Former Pakistani Foreign Minister Shah Mahmood Qureshi denies his party has taken any unconstitutional steps.

“We have taken oath to protect the constitution,” he told reporters outside the Supreme Court.

He said parliament’s deputy speaker did not disallow the no-confidence motion but pointed towards “facts of political interference that tantamount to an effort for regime change”.

“The allegations can be probed,” he said. “In my opinion, the only solution to the current political crisis is fresh election.”
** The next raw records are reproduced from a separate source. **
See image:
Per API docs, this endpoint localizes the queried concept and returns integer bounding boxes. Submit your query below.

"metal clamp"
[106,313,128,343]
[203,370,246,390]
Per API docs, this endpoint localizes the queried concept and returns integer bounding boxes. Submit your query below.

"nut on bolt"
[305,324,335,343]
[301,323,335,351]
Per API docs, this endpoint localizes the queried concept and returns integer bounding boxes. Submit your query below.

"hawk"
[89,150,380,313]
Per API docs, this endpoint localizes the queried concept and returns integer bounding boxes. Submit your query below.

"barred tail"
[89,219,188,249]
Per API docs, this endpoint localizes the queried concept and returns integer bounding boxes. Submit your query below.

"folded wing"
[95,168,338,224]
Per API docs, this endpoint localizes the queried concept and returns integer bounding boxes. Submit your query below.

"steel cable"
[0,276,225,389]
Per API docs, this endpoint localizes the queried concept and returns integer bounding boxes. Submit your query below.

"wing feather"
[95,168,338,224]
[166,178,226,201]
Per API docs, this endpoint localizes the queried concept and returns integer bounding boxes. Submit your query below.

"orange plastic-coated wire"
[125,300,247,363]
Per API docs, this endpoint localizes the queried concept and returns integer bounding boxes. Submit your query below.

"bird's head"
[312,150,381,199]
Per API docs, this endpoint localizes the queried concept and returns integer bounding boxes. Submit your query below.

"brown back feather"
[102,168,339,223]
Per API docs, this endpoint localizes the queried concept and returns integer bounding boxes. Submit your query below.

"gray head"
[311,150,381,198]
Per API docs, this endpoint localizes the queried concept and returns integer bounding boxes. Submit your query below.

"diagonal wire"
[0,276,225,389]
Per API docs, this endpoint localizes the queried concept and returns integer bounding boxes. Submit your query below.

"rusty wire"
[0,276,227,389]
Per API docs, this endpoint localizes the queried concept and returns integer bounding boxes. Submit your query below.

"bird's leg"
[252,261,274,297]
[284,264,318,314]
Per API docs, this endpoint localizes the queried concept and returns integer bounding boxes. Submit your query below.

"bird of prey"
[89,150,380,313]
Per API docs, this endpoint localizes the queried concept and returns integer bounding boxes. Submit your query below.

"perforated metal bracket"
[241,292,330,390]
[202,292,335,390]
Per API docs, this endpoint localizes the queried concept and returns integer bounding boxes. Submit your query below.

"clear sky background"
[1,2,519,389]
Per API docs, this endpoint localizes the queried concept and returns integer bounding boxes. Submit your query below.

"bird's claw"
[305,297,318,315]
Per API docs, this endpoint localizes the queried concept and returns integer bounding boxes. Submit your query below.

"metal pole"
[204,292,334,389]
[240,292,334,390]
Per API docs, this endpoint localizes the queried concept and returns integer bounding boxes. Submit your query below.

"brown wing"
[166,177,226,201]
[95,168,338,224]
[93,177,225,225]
PM Khan to huddle with party leaders

Khan will chair a meeting of his Pakistan Tehreek-e-Insaaf (PTI) party at his residence in the capital Islamabad at approximately 1pm (08:00 GMT), media reports said.

The PTI’s top leadership is meeting to devise their strategy in anticipation of a verdict by the Supreme Court.

Far-right party urges court to undo Khan’s moves

Pakistan’s far-right Tehreek-e-Labbaik Pakistan (TLP), which rose to prominence in 2017 for its support of anti-blasphemy laws, has urged the Supreme Court to undo the decisions of Khan’s government.

In a statement issued late Wednesday, the TLP said it would not allow Khan’s government to make changes to the country’s constitution.

“If the deputy speaker’s ruling is condoned, then we fear Islamic provisions of the constitution would be violated and a non-Muslim could be appointed president or prime minister through a simple ruling,” says the statement, released in Urdu.

‘Pakistan and the constitution demand justice’

The leaders of opposition Pakistan’s Peoples Party (PPP) say they expect the top court to do justice and restore the National Assembly.

“It’s the fifth day that constitution is suspended in our country,” former deputy speaker Faisal Karim Kundi told reporters outside the Supreme Court.

“Pakistan and the constitution demand justice,” said PPP leader and Senator Sherry Rehman, who demanded that the members of Khan’s cabinet be put on the Exit Control List (ECL) so they are not able to leave the country and face accountability.

Supreme Court hearing enters fourth day

The top court is due to reconvene for a fourth day on Thursday at 9:30am (04:30 GMT).

The opposition has challenged the decision to block the no-confidence vote in the Supreme Court, which began deliberating the case on Monday.

Chief Justice Umar Ata Bandial said: “Let’s start early from tomorrow to conclude the case,” at the end of a session on Wednesday in which defence lawyers offered a justification for Khan’s actions.